Since when are we having quarter-life crises? If Uncle Vanya: Quarter Life Crisis depicts the painfully average lives of twentysomethings flailing in ennui’s flaccid grasp, unable to say with gumption what they want from life, then The Voynitsky Collection, an accompanying installation compiled by artist duo Momma Tried, serves to catalogue the minutiae of these characters’ lives in immaculate, archival detail.

Goat in the Road Productions’ adaptation of Uncle Vanya transforms Chekhov’s group of Russian peasants tasked with maintaining an ailing country estate into a batch of young professionals in the throes of existential crises. Uncle Vanya has many familiar millennial motifs: start-up culture, shifting career paths, queerness, longing. And the characters smoke a lot of pot. Momma Tried’s The Voynitsky Collection exists in richly detailed defiance of the banality of the characters’ life choices, and, together, the installation and the performance suggest a curiously modern paradox: that we believe our lives are fascinating, in all of their mind-boggling particulars, and worthy of documentation; and that purpose in life arises only from active engagement with life instead of passive spectating.

Uncle Vanya capitalizes upon this rift between watching and experiencing through copious reference materials thrust upon the viewer. Each seat in the audience is set with a booklet, A Compendium of Movement for the Quarter Life Crisis, circa 2009, that elaborately charts the characters’ emotional trajectories through the four acts of the play using notated line graphs, quotations, and densely worded interpretations of their physical gestures. The play program adds to this robust exploration of these characters’ interior lives and includes a flowchart explaining their relationships to each other. A numbered map painstakingly details a collection of items sprinkled throughout the set and helps navigate The Voynitsky Collection. However, viewers scarcely have time to process the program and the booklet before the play begins.
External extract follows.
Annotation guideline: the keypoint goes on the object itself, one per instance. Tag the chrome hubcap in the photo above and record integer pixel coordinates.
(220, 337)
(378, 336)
Installation view of Momma Tried’s The Voynitsky Collection at the Ether Dome, New Orleans. Courtesy the artists.

On view in its own gallery space behind the audience, The Voynitsky Collection—named for the siblings whose home sets the stage for Uncle Vanya—augments the production’s central concerns by handling the characters’ otherwise unremarkable belongings in exceedingly curatorial terms: Display Case One: Artifacts from the Early Years, Dollhouse: Forensic Replica of the Voynitsky Estate, Display Case Two: Artifacts from the Later Years, Collection Catalogue, and Photographic Portraits from the Voynitsky Estate. Viewers are left to make sense of this extensive fictional documentation which serves as an index to Goat in the Road’s stage production.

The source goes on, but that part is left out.